You have always wanted to be your own boss. You have grown tired of just being an employee. The company is offering severance packages to many of your co-workers. After talking with your spouse, you decide to accept the severance package and tap into your savings to open a sports bar. You know generally that you will need to protect yourself from being sued by incorporating your business. You have seen commercials advertising incorporation fees for as low as $100. You fill out the standard paperwork and “voila”, your sports bar is incorporated and you are very proud of yourself that you saved substantial attorney fees.
Your business starts a little slow, but you still manage to turn a profit within the first year. You manage to survive the first year although you started the business with less than 25% of the recommended amount for similar type businesses. During slow business periods, you sometimes use business revenues for personal expenses and use personal funds to capitalize the business.

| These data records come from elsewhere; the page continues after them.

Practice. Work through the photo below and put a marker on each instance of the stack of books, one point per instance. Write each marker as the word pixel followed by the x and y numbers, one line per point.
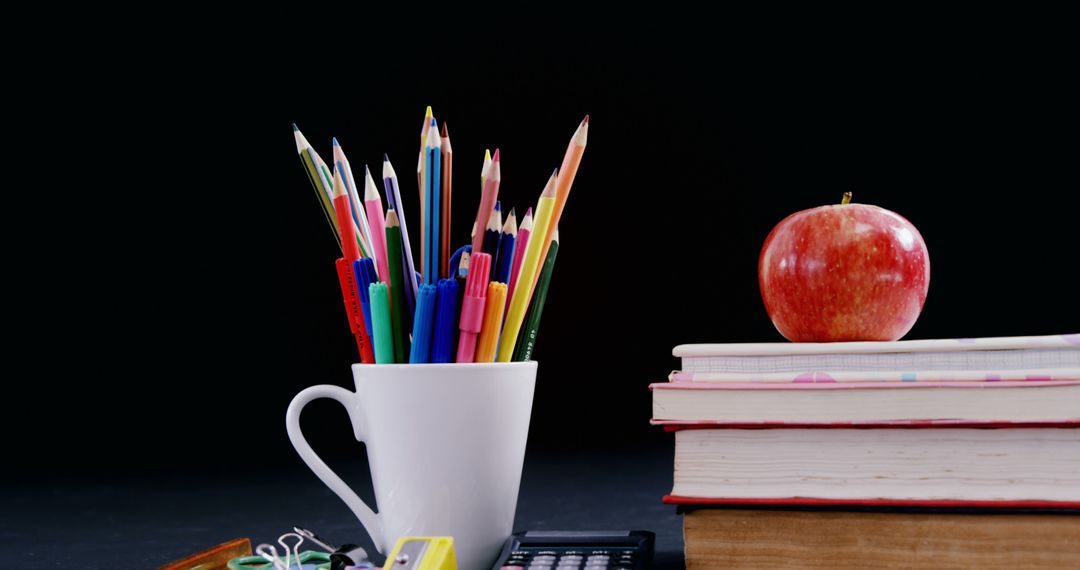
pixel 925 453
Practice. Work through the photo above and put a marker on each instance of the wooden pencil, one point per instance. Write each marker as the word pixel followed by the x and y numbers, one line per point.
pixel 528 339
pixel 311 160
pixel 523 239
pixel 376 220
pixel 420 174
pixel 487 201
pixel 566 174
pixel 446 199
pixel 520 303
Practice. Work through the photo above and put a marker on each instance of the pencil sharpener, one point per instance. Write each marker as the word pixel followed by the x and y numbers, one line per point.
pixel 422 553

You downloaded some contracts from the internet to utilize for supplier contracts and made sure to sign on behalf of the business in most cases. However, there were a few contracts with some longtime friends that you signed your name personally.
One cold winter morning, you read in your local newspaper about an accident that injured five teenagers and are horrified to learn that a few of the teenagers suffered permanent injuries to their legs and arms. On the same day, you receive a call from an attorney representing the teenagers who requests to speak with your bartender about a certain man who may have frequented your bar before driving on the wrong side of the road and injuring the teenagers. The bartender verifies that the man was asked to leave because he appeared to be drunk and two weeks later, your Sports Bar and you personally are served with a summons to appear in court.
You are dismayed that the Sports Bar is being sued and thoroughly confused why you have been named in the lawsuit. At this moment you retain counsel who informs you that the opposing attorney is attempting to “pierce the corporate veil”. The attorney explains that because you were undercapitalized when the business started and you appeared to be the businesses’ alter ego because you commingled funds and signed contracts personally, you could be personally liable for the injuries to the teenagers even though you incorporated the sports bar.
The lawsuit drains the sports bar’s resources and the lawsuit is eventually settled with your personal resources. Two years after you started the business, you are forced to sell your home and file bankruptcy.